Sri Lanka health minister to present report on malnutrition to parliament

ECONOMYNEXT – Sri Lanka’s government will table a report on the country’s malnutrition status in parliament, Health Minister Keheliya Rambukwells said after confusion over a UNICEF report created an uproar in the legislature.

Opposition legislator Rohini Kaviratne posed a question to the government in parliament on Wednesday September 21 on news reports of food shortages and malnutrition in the country.

Kaviratne questioned the basis on which Minister of Plantation and Industries Ramesh Pathirana recently rejected a UNICEF report that claimed the island is at sixth place in a global child malnutrition index.

Responding to her questions, Minister of Health Keheliya Rambukuwella said that the UNICEF office in Colombo apologised for the report and for using data from 2016 to compile the malnutrition report.

Minister Pathirana had earlier accused the report of containing outdated data.

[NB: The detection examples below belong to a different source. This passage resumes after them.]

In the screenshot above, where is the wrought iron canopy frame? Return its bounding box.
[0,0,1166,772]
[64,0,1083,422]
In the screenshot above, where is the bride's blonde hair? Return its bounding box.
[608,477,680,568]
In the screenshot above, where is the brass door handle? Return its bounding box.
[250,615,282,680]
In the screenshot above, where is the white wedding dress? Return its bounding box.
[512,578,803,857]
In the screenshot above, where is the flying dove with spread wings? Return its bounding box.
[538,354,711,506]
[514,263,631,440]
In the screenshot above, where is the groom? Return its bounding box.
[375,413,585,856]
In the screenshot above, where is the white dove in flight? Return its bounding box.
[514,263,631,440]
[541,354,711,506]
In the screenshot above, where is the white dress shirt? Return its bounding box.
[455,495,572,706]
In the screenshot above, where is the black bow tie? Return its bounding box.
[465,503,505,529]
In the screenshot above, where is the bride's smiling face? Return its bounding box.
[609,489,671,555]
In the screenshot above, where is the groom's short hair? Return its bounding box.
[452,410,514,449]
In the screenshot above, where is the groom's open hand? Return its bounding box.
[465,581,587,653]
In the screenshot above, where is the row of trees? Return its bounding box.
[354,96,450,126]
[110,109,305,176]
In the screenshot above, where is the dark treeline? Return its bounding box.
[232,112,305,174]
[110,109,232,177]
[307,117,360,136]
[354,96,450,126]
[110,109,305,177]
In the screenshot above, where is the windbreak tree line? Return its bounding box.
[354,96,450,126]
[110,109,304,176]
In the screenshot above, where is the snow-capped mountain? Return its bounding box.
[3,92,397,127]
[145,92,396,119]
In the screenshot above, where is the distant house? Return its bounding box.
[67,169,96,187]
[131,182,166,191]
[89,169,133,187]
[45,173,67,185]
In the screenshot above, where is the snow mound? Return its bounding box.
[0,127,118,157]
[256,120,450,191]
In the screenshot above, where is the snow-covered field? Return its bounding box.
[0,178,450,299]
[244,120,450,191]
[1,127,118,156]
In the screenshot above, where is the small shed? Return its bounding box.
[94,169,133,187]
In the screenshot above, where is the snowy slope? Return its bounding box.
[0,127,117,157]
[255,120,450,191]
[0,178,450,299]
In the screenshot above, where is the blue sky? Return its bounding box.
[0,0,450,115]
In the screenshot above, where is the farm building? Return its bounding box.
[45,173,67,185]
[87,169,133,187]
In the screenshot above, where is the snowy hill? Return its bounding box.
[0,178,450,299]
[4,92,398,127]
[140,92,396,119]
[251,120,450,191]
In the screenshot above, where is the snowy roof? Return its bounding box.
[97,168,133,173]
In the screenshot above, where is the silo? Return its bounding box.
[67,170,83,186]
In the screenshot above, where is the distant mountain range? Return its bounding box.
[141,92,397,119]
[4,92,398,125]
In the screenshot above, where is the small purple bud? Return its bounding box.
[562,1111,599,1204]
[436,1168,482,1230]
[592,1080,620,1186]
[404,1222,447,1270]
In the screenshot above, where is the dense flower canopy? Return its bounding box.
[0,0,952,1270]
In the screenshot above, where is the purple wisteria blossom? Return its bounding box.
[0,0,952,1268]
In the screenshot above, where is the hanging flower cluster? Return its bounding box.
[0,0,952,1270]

Sri Lanka minister rejects UNICEF malnutrition report, questions data

As MP Kaviratne continued to question the health minister on the country’s malnutrition situation, the visibly irritated minister said he will present a detailed report to the parliament very soon.

“It is a fact that there is a downturn in the economy. If there’s 91 percent food inflation then of course it affects infants too. There are no exceptions,” said Minister Rambukwella.

“I will give a comprehensive report on this to parliament with exactly what is short and where we are.

“I will not hide it,” he said.

According to state statistics, Sri Lanka’s inflation stood at 64.3 percent in August 2022 while food prices rose to 93.7 percent.

Rambukuwella said the malnutrition issue in the country is being turned into a political issue.

“They are taking political advantage and they are going on a political journey on this,” he said.

“This is not a political issue; this is a general issue and all of us must get together.” (Colombo/Sep21/2022)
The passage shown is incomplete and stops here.